I'd be interested to see stats on "office hours" visitation time over the last 4 years (although admittedly its the best tool for gaining a professor's favor, AI doesn't grant that)

That's a fair point regarding pure content absorption, especially given that many classes do suffer from poor didactics. However, the university's value proposition often lies elsewhere: access to professors researching innovations (not yet indexed by LLMs), physical labs for hands-on experience that you can't simulate, and the crucial peer networking with future colleagues. These human and physical elements, along with the soft skills developed through technical debate, are hard to replace.

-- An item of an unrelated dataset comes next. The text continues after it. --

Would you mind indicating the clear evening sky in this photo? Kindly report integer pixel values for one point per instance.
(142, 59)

But for standard theory taught by uninspired lecturers, I agree that the textbook plus LLM approach is arguably superior.

> Similar to the media, I've picked up on vibes from academia that have a baseline AI negative tilt.

The media is extremely pro-AI (and a quick look at their ownership structure gives you a hint as to why). You seem to be projecting your own biases here, no?

And how would those LLMs learn? How would you learn to ask the right questions that further scientific research?